Truth be told Meghan was always going to struggle to fit into what the royals self-reference as ‘the firm’, her colour was just one of many things that set her apart. Her social class, her nationality, her vocation as an actress and her status as a divorcee were probably just as unsurmountable. That things deteriorated so quickly was perhaps the only surprise.
The Duchess is not alone however. Many biracial people struggle with a clear identity of exactly who they are in relation to the communities to which they belong (or perhaps don’t belong). I know this to be true from my own experience.
Sharing a common genetic dynamic with the young Archie, I once again acutely felt the discomfort of being the unwanted focus of what Psychology Today calls ‘leering interest’, as the media raked over her revelations.
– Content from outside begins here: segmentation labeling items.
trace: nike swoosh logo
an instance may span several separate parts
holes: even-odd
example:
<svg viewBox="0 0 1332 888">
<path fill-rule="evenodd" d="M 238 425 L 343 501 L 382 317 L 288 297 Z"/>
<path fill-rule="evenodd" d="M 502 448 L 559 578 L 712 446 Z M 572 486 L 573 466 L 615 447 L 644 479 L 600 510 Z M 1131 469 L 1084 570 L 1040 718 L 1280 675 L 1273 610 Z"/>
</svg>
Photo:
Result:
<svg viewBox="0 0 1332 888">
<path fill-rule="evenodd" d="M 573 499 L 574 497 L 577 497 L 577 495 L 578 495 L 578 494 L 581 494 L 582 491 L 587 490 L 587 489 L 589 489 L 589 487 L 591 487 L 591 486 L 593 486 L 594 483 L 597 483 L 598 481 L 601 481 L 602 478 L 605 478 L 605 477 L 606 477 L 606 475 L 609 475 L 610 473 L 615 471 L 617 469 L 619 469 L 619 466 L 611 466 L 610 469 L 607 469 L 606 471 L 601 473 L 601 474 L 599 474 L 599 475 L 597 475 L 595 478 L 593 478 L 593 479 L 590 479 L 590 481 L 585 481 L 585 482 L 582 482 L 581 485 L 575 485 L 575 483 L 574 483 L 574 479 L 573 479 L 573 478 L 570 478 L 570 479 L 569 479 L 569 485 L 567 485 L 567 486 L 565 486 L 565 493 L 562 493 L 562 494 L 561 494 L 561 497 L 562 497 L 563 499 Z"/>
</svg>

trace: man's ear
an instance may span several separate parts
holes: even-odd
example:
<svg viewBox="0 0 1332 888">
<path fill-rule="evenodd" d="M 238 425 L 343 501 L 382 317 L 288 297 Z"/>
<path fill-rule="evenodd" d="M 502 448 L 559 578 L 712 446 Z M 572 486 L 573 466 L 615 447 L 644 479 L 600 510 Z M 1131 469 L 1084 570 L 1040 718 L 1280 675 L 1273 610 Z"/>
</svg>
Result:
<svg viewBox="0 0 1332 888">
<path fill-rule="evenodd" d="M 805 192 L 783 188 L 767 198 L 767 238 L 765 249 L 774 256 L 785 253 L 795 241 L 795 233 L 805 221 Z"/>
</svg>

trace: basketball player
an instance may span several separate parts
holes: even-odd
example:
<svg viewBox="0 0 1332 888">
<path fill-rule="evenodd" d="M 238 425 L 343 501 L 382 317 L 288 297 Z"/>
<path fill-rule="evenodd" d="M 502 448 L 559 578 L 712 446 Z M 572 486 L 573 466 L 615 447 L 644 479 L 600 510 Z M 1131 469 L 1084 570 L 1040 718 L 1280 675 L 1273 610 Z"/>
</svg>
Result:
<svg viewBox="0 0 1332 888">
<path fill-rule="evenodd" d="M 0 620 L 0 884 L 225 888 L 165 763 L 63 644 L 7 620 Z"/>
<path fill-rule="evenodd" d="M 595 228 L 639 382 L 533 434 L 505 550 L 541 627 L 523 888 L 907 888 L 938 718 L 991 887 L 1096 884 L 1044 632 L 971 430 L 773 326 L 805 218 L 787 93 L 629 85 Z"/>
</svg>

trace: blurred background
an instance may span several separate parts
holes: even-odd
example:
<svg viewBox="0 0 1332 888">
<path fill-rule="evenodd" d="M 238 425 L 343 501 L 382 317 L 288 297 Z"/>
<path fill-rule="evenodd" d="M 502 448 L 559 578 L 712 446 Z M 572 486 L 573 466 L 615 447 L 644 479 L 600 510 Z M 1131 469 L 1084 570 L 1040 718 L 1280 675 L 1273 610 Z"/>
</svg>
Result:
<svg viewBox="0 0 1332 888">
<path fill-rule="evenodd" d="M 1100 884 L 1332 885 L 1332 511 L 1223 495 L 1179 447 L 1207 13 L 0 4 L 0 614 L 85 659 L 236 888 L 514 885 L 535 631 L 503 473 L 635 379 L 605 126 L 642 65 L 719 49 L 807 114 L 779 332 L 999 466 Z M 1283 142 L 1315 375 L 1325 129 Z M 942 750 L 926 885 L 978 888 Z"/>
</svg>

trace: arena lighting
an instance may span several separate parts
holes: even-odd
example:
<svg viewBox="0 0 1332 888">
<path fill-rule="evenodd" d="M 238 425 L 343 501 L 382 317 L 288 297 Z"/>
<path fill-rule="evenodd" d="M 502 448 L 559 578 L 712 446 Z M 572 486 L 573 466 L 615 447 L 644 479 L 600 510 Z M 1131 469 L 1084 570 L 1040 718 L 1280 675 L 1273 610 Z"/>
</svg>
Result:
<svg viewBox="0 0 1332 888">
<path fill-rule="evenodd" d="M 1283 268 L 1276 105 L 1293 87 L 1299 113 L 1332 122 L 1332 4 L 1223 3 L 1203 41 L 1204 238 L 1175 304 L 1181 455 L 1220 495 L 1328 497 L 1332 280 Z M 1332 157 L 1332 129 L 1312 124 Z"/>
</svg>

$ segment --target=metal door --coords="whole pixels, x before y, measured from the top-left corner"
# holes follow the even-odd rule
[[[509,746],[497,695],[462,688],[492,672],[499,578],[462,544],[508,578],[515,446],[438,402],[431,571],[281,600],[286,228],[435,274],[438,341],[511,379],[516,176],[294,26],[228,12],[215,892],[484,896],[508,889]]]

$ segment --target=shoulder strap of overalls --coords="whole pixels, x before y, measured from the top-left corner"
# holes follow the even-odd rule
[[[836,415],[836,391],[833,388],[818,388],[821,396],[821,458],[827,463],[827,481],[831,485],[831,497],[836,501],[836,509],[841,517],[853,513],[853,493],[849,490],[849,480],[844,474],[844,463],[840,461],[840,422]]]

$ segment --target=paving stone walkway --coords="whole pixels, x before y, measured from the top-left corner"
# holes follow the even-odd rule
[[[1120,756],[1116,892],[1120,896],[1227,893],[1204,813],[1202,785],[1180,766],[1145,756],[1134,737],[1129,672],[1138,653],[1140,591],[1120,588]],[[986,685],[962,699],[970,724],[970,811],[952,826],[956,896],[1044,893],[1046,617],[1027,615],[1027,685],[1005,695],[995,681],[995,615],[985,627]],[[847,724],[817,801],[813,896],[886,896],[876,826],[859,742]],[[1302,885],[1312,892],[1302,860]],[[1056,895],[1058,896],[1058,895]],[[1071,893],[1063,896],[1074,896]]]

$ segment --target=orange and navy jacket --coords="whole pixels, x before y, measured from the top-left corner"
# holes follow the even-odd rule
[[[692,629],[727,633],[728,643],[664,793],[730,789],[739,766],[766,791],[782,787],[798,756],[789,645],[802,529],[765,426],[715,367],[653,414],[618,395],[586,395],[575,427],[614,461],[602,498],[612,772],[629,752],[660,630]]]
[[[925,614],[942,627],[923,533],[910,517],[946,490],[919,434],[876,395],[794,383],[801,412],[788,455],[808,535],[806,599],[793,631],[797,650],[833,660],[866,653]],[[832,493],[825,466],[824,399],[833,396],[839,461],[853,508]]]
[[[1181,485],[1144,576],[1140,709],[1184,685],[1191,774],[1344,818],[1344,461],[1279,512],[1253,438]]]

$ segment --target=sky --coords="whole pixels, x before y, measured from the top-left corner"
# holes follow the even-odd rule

Biracial people are now the fastest growing minority in Britain, so it’s strange we are often excluded from the debate on race, as if it had ever been a simple binary of black and white.
As Heidi Durrow, author of The Girl Who Fell from the Sky (2010), notes, ‘there is a long history of multiracial people having achieved great things’.
That this hasn’t been recognised is largely due to a society that wants to easily classify people. People who are biracial resist classification because we often fail to conform to normative expectations or stereotypes regarding appearance or life experience.
If we accept this and accept that there are different nuances to any debate, then perhaps the biracial viewpoint can offer a bridge that embraces both the white and the black experience, as well as being a position all of its own.
That would be the best outcome for Archie, and for millions of others.